Hoover miał szczęście w życiu zawodowym – był inżynierem geologiem, dzięki czemu stał się bogatym człowiekiem. Był zatrudniony jako specjalista w poszukiwaniu złota i innych cennych kopalin – i znajdował je, a także opracowywał i wdrażał technologie wydobywania ich. Pracował zarówno w Stanach Zjednoczonych, jak i w Australii i Chinach (gdzie przez miesiąc kierował budową barykad w oblężonym przez bokserów Ticncinie.
Pierwszy raz zawitał na polskie ziemie w 1913 r., ale dopiero wybuch I wojny światowej spowodował jego większe zaangażowanie w sprawy polskie. Ponieważ był nie tylko świetnie prosperującym i zbijającym fortunę inżynierem, ale również kwakrem, postanowił – wobec toczącej się w Europie wojny – zająć się działalnością charytatywną. Pomógł ewakuować z ogarniętej pożogą wojenną Europy 120,000 Amerykanów – zorganizował półtysięczną grupę ochotników, zajmujących się dystrybucją ubrań, żywności, biletów na parowce i innych artykułów pierwszej potrzeby.

Później stanął na czele zorganizowanego przez siebie Komitetu Pomocy Belgii – organizacji powołanej dla niesienia pomocy niewinnym ofiarom wojny w Belgii. Komitet ten stał się prywatną, ale niezależną organizacją, dysponującą własnymi statkami, kolejami i olbrzymim budżetem. Ponad czterdzieści razy Hoover podróżował z Londynu do Berlina, rozmawiając z władzami cesarskich Niemiec na temat zgody na pomoc transportu żywności dla głodującej ludności cywilnej. W 1915 r. uzyskał zgodę niemieckiego rządu na dostawy żywności dla ludności polskiej. Niestety, z powodu przeszkód, stawianych zarówno przez niemiecką biurokrację, jak i przez Anglików, dostawy te nie docierały do Polski.

Gdy Stany Zjednoczone przystąpiły do wojny w 1917 r., Hoover uzyskał od prezydenta Wilsona nominację na administratora programu pomocy żywnościowej. Był pomysłodawcą rezygnacji w różne dni tygodnia ze spożywania konkretnych produktów żywnościowych, aby przekazać je żołnierzom, były to bezmięsne poniedziałki, bezpszeniczne środy. Dzięki temu udało się na tyle zmniejszyć konsumpcję w kraju, że nie było konieczności racjonowania żywności.
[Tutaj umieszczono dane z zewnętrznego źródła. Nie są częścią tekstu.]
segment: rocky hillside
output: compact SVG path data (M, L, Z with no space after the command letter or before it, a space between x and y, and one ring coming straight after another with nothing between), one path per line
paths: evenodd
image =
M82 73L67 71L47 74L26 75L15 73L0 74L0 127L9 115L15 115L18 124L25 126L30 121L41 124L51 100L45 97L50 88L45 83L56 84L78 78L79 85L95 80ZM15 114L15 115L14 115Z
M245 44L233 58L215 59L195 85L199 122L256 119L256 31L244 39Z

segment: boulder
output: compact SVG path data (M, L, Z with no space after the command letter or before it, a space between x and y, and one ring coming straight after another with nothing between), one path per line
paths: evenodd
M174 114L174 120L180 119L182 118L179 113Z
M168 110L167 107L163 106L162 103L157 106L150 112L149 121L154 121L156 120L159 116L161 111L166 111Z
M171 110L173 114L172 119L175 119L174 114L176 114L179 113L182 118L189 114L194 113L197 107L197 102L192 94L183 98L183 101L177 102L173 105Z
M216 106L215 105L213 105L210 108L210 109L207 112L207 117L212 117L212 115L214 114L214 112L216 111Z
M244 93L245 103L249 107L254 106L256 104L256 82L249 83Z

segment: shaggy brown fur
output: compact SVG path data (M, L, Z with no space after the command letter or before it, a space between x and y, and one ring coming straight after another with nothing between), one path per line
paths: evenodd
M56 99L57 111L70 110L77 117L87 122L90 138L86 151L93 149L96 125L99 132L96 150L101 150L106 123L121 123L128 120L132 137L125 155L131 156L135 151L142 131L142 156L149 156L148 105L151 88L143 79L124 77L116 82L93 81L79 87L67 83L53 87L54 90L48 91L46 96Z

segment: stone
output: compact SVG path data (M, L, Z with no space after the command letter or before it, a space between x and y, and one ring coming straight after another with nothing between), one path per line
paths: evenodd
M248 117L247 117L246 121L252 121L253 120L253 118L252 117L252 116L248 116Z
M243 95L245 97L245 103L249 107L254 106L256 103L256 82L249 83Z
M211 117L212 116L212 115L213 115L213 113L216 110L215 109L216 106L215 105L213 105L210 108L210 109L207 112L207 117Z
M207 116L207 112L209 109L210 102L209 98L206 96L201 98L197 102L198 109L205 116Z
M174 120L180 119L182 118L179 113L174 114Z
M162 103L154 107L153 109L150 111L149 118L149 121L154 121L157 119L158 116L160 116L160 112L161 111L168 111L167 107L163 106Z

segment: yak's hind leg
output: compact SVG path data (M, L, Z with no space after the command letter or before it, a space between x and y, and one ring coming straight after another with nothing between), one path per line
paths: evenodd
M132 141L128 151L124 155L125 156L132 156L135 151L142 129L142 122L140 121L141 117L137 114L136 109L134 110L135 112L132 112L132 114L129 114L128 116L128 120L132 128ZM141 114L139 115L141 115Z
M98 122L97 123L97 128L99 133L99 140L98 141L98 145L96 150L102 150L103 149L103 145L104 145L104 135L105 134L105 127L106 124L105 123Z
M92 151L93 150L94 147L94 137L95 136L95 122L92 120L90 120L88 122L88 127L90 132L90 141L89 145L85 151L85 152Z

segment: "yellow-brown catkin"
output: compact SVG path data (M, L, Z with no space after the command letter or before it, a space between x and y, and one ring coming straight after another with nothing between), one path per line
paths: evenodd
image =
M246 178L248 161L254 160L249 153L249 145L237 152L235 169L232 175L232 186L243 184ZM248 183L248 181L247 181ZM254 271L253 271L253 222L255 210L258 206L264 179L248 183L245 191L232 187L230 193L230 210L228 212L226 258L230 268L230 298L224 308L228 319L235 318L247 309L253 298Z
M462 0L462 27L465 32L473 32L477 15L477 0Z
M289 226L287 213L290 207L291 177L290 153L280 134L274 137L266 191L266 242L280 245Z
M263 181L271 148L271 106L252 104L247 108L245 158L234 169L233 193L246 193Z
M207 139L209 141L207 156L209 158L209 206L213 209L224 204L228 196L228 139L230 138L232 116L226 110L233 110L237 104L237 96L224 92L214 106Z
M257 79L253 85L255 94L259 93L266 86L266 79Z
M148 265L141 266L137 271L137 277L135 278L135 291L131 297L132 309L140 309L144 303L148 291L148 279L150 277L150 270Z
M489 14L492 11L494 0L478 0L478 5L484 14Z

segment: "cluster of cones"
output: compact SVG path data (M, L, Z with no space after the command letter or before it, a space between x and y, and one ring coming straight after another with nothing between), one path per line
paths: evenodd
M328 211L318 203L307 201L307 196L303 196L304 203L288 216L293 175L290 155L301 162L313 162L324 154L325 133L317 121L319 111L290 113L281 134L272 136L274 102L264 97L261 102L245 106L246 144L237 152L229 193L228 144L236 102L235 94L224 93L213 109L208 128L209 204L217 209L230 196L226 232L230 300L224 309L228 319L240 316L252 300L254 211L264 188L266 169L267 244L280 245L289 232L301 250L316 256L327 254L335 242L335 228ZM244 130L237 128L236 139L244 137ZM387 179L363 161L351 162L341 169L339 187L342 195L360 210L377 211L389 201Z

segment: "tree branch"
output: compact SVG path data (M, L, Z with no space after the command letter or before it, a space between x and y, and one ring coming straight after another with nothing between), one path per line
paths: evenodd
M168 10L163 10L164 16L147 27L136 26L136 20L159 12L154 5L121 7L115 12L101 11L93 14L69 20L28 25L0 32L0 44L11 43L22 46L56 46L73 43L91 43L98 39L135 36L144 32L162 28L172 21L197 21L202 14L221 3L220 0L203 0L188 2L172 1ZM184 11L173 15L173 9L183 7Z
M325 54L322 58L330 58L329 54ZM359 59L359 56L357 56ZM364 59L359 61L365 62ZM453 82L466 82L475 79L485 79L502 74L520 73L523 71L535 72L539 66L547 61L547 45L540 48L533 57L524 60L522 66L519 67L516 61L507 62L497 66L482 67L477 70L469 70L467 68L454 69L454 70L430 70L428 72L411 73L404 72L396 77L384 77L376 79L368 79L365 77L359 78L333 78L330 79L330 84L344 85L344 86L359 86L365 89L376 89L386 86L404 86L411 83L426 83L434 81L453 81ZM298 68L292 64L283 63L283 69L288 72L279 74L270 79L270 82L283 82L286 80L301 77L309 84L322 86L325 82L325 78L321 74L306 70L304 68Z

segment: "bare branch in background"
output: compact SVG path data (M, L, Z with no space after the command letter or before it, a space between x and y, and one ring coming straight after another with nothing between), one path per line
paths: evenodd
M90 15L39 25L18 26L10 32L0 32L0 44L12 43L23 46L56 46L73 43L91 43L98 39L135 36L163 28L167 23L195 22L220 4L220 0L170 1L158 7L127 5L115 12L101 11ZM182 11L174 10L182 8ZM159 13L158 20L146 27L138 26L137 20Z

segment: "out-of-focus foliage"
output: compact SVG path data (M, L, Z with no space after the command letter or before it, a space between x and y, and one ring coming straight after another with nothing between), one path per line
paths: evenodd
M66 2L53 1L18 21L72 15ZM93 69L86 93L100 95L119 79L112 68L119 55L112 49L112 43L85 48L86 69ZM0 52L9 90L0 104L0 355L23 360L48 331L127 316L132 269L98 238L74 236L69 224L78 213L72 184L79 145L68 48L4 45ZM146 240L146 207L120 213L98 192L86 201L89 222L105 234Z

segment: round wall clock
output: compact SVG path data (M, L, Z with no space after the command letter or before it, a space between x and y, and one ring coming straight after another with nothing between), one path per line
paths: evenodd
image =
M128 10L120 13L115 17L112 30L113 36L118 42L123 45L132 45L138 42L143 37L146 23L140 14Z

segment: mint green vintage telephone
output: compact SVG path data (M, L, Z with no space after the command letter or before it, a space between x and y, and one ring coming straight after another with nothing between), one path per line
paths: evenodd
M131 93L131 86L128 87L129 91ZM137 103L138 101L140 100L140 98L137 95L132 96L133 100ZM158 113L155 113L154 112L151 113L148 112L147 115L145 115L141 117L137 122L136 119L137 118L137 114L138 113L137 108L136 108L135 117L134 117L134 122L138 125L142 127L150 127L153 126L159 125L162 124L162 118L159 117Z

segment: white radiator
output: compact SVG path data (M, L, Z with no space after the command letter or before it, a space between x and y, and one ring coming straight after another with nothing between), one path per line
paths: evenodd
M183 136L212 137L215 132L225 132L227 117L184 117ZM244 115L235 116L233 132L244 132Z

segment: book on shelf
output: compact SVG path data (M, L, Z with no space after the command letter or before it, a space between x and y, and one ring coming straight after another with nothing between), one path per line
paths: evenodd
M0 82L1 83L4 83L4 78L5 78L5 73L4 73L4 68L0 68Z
Po I wojnie światowej powrócił do Europy i założył oraz stanął na czele Amerykańskiej Administracji Pomocy – organizacji, której celem była pomoc głodującym osobom w środkowej Europie. Pomoc ta, mimo sprzeciwu wielu polityków, obejmowała również Niemcy i bolszewicką Rosję. Na zarzuty, że w ten sposób pomaga bolszewikom, Hoover odparł, że gdy 20 milionów osób głoduje, to niezależnie od ich poglądów politycznych, należy ich nakarmić. W Polsce z pomocy Administracji (w formie wydawania darmowych posiłków) w szczytowym okresie korzystało ponad 1,300.000 dzieci.

W dn. 3 stycznia 1919 r. Najwyższa Rada Wojenna – wojskowy organ Ententy – powołała Najwyższą Radę Dostaw i Pomocy, na której czele stanął Hoover. Następnego dnia do Warszawy przybyła delegacja Amerykanów w celu ustalenia zasad amerykańskiej pomocy żywnościowej. Konstatacje uczestników tej misji były jednoznaczne – sytuacja w Polsce była krytyczna i jeśli rząd miał mieć możliwość przeciwstawienia się bolszewikom, konieczne były amerykańskie dostawy. Już 17 lutego 1919 roku do Gdańska wpłynęły pierwsze trzy statki z mąką. Nie obywało się bez problemów – Gdańsk nie był polskim miastem i Niemcy stwarzali różne problemy. Niemniej jednak pomoc zaczęła płynąć – a potrzeba było praktycznie wszystkiego.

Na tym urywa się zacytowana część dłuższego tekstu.